María: si el final de esta
historia consigue arrancarte una sonrisa, será mi recompensa.
Eva compartía nombre y el ADN
mitocondrial con la primera mujer de la historia; pero no había sido creada por
Dios en el paraíso el séptimo día para compartir la soledad de un hombre, sino
que era la hija normal de un polvo nacida a las cuarenta semanas.
En contrapartida, su proceso de
maduración duró muchos años y se produjo sin un modelo claro, ni nadie que le
sirviera como referente para todo lo que no comprendía.
Su infancia fue la de una niña
buena boba de la que su currículum no registró ni un triste accidente infantil,
y desconoce si tuvo ángel de la guarda porque jamás necesitó poner a prueba al
suyo. Desde una época temprana supo que los demás no compartirían su mundo.
Así, por comodidad y falta de recursos, aprendió a acomodar sus actos a los gustos
ajenos
Intuyó muy pronto cómo
funcionaban algunas cosas que no le gustaban, pero como nadie le iba a dar explicaciones
decidió archivarlas en algún lugar recóndito, donde no dieran mucho la lata.
Eva sigue recordando cómo, cuando alguna vez escuchó valoraciones negativas referidas
a sus silencios y a su aparente indiferencia, se comió la rabia y siguió en su
mundo.
Entre la maraña de su memoria asoman
las raras ocasiones en que tuvo la osadía de proponer ideas beneficiosas para
todos, pero siempre acaba con la impresión de que aquellas iniciativas se hicieron realidad no por insistencia suya, sino porque alguien con un mayor
ascendiente lo consideró oportuno a posteriori.

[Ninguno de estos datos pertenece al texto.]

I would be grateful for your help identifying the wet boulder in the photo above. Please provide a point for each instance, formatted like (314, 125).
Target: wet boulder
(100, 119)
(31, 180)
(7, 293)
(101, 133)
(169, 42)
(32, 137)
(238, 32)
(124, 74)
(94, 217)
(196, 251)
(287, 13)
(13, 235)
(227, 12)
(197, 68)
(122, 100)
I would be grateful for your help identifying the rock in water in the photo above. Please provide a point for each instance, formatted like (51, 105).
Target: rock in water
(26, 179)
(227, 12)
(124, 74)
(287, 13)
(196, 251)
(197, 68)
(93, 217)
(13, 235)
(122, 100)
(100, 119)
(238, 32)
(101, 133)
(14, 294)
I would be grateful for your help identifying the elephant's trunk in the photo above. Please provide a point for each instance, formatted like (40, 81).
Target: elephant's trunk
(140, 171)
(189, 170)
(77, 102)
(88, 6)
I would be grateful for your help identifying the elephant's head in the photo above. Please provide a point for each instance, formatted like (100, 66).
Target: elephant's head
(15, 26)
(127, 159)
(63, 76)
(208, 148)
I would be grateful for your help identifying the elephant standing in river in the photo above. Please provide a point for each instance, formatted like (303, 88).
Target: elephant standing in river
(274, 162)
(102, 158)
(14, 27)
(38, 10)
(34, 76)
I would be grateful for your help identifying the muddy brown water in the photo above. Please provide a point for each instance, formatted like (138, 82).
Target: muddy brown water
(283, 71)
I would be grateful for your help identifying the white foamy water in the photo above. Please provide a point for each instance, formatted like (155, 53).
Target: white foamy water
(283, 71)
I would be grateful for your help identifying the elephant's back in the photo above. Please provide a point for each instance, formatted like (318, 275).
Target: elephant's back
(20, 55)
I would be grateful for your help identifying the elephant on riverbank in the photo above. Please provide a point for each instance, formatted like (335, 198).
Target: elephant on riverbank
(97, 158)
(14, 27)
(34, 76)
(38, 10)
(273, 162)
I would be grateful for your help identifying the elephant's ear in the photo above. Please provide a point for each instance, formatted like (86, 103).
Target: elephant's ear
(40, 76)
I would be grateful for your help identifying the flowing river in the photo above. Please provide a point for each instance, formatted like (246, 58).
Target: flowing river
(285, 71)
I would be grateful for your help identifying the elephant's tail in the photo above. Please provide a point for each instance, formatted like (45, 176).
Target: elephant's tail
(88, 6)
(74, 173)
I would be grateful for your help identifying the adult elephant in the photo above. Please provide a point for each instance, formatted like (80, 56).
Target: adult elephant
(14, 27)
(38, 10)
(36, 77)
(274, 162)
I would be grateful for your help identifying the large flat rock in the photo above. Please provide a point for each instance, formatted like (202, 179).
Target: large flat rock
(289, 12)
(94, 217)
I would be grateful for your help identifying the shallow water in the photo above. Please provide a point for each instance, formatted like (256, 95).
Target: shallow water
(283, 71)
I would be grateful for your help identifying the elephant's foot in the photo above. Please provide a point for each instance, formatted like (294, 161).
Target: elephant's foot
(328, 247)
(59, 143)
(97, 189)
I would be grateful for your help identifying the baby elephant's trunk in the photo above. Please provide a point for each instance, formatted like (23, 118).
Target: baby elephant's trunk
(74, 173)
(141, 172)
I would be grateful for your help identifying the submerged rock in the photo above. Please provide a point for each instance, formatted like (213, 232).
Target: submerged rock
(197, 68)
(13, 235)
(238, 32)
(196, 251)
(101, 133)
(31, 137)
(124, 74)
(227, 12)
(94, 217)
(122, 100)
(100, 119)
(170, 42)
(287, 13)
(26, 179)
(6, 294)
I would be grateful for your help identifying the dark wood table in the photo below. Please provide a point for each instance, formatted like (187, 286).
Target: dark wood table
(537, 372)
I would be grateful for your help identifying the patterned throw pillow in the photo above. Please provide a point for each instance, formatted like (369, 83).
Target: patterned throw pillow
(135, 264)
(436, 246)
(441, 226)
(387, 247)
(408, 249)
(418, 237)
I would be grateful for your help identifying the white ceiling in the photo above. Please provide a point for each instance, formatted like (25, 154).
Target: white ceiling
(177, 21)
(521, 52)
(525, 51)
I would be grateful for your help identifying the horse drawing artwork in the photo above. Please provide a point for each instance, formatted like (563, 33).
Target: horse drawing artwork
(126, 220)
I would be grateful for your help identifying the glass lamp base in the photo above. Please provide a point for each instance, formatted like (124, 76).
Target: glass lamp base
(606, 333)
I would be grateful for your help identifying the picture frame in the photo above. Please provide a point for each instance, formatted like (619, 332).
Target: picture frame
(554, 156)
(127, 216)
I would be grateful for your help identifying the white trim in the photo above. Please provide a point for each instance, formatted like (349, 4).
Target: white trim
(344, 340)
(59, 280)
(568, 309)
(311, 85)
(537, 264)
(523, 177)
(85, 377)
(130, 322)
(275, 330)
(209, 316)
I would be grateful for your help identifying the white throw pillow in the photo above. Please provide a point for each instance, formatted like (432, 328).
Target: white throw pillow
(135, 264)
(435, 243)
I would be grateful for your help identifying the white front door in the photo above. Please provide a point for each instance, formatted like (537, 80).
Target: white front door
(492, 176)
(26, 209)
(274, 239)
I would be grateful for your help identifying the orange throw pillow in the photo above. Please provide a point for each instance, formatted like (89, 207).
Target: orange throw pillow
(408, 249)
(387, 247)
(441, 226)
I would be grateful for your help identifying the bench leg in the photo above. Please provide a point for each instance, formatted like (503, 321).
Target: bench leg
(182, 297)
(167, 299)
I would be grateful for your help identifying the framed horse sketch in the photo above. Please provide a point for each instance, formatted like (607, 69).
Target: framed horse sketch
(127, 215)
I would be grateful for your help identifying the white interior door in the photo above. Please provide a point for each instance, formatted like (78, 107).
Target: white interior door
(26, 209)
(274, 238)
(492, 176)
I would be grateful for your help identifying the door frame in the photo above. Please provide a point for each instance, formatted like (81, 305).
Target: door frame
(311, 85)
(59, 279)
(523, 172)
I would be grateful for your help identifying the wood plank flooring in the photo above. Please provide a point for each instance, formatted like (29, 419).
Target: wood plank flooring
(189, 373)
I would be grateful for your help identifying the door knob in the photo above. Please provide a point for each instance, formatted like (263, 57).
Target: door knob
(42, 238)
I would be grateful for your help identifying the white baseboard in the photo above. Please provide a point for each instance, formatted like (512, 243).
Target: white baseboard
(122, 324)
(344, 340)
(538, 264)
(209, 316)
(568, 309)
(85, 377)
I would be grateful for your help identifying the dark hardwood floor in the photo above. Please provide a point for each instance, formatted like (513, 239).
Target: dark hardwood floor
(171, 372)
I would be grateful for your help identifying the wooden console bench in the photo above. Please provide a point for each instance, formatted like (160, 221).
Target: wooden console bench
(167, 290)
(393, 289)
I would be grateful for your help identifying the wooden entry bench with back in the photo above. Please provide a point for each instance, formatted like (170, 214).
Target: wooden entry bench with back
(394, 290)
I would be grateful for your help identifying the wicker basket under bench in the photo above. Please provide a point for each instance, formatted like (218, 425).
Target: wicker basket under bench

Así creció, vivió y aprendió
Eva. Entre silencios y síes se acomodaba dedicando el tiempo libre a cosas que
sólo a ella le interesaban. Eligió el camino fácil de hacer lo que le indicaban
y dejarse llevar y, cuando no existían órdenes directas o rutinas establecidas,
dejó de hacer.
Aprendió a no valorar su vida y
a olvidarse de las preguntas. Aprendió a interpretar las circunstancias en
función de sus miedos.
Su persona se fue ampliando con
numerosos adjetivos que se le quedaban pegados a la piel mientras se
adaptaba a las nuevas definiciones. Y cuando, en medio de un ataque de
mal humor, intuía que algo no iba bien, soñaba despierta esperando que amainara
el temporal.
A pesar de no haber frecuentado
nunca clases de teatro, Eva interpretó numerosos papeles y fue una estupenda
actriz.
Hasta que una crisis repentina se llevó para siempre la agridulce sensación de normalidad.
A partir de ese momento, dudó.
Y se preguntó. Se preguntó, sobre todo, sobre sí misma.
Y descubrió que ninguna de las
respuestas obvias le servía; es más, descubrió que las más obvias eran las que
menos le servían.
Entonces enloqueció. Y habló,
habló y habló de todos los temas con cualquiera que estuviera dispuesto a
devolverle algo interesante. Consigo misma, con las mismas gentes de siempre y
con otras que nunca hubiera imaginado.
Sintió vértigo y miedo de las
respuestas, pero continuó. Puso distancias. Tuvo claro qué cosas ya no
ocuparían su tiempo. Decidió hasta dónde estaba dispuesta a llegar.
Durante todos esos meses de
conversaciones y soliloquio, Eva había olvidado el poder de los hábitos
prolongados.
Fue entonces cuando sonó su
teléfono. Una breve conversación.
Sí, sí, vale, vale, de acuerdo…
Mientras se llamaba GILIPOLLAS
sintió la rabia infinita ascendiendo por el esófago.